Derrière cet humour noir qui flirte allègrement et volontairement avec un mauvais goût très prononcé se retrouvent souvent des réflexions poussées et très justes sur notre société. Ici, Ellis aborde différents sujets tous plus pertinents les uns que les autres. Il parle par exemple de l’évolution qu’a connue ce qui constituait l’univers « underground » (la culture souterraine, cachée, en marge) et celui « mainstream » (la culture reconnue et accessible, celle acceptée et même revendiquée) des dernières décennies.

« Mais réfléchissez: si j’ai pu voir toutes ces choses sur le Net, est-ce qu’elles sont toujours underground?Underground, ça connote quelque chose de caché, de difficile à trouver. Quelque chose qui rampe sous la surface, pas vrai? Mais si on peut les dégoter sur le Net […], on ne peut plus les considérer comme underground. » (p. 176)
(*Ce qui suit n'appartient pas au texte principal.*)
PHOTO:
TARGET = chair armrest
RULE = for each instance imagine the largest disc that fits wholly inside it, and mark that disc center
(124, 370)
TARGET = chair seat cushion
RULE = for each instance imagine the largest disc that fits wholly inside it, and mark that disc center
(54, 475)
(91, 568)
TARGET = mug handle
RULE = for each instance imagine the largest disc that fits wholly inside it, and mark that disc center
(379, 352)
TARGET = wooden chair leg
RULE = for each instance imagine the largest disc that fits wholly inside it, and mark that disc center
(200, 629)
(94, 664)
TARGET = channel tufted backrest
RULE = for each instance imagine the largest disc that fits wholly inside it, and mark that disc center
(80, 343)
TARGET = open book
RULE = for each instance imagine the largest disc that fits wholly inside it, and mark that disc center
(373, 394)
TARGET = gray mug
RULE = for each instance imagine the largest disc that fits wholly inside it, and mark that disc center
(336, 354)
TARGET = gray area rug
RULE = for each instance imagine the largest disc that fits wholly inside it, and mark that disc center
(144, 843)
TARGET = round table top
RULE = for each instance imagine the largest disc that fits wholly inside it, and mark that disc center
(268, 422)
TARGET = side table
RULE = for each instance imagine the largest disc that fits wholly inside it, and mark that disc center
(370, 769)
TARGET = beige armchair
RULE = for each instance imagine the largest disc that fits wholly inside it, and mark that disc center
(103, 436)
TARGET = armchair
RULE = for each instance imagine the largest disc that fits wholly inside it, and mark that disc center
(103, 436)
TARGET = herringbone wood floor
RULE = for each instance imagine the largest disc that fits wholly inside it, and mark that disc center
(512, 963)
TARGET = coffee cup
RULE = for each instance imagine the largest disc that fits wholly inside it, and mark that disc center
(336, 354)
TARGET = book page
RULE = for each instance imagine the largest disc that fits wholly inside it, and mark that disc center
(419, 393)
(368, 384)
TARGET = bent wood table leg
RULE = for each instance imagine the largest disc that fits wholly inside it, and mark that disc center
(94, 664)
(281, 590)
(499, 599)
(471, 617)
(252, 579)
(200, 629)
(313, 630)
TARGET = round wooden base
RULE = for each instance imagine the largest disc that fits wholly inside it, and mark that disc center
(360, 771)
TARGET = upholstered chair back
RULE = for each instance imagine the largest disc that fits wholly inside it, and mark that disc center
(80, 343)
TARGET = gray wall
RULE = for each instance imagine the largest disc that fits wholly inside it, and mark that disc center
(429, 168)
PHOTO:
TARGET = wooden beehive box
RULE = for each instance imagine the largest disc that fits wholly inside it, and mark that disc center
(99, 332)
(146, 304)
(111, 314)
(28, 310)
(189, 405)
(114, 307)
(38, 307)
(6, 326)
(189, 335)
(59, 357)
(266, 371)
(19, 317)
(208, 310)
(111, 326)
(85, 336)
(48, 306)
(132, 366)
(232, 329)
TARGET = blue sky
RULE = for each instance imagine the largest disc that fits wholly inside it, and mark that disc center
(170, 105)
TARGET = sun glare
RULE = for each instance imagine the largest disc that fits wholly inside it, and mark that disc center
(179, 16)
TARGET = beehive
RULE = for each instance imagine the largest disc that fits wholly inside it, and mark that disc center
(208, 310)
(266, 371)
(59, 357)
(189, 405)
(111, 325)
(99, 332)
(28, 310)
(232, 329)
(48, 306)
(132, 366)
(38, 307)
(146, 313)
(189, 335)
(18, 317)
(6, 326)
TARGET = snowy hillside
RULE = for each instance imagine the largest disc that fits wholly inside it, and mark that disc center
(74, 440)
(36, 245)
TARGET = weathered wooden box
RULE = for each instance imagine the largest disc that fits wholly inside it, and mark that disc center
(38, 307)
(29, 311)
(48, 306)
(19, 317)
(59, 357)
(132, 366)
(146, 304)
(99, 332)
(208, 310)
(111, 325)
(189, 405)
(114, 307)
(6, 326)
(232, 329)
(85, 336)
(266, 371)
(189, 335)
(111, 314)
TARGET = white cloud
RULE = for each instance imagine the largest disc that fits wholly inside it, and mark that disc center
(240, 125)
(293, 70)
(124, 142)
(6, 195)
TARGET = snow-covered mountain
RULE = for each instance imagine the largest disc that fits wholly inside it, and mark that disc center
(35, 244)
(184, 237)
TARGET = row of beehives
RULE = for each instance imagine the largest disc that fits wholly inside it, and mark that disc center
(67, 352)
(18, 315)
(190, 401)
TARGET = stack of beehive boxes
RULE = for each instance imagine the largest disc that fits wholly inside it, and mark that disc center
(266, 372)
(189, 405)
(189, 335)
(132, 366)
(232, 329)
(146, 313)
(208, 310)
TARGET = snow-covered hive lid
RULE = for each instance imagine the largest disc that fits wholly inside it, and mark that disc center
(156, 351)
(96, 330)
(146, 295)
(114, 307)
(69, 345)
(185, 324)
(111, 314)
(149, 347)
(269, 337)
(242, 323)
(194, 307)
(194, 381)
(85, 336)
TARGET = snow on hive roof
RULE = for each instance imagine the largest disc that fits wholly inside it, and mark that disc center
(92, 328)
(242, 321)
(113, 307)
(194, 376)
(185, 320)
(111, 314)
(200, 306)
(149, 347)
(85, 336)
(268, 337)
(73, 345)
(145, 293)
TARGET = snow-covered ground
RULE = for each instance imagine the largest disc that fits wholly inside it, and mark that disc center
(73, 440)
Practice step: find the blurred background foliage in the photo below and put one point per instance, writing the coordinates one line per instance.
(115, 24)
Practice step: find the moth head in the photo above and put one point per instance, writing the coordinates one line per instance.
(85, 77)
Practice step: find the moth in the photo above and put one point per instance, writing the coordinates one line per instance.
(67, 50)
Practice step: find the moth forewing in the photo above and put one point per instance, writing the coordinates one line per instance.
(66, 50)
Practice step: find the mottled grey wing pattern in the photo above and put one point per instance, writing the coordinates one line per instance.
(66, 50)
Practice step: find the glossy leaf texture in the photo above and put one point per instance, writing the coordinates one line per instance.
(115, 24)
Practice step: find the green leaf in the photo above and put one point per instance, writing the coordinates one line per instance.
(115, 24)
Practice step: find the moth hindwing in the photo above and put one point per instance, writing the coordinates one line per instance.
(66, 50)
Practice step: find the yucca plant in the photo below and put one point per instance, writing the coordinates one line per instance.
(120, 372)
Effectivement, ce qu’on considérait il y a encore quelques années comme des attitudes borderlines, à cacher, étranges sont devenues banales et même revendiquées. Comme à son habitude, l’écrivain y va fort pour prouver son propos, mais frappe juste en même temps:

« Ça a fait un choc, la première fois qu’on en a montré, et maintenant, on voit des sodomies dans tous les films[porno]. Le public gobe tout ça et dit, Qu’est-ce qu’on va avoir ensuite? Qu’est-ce qu’on a de nouveau? Toutes ces pratiques qu’on a cachées pendant des années, elles sont devenues mainstream, aujourd’hui. […] Si les gens veulent vraiment s’inquiéter, dites-leur de s’inquiéter de ce qui va suivre. De ce qui vient après nous. » (p. 36)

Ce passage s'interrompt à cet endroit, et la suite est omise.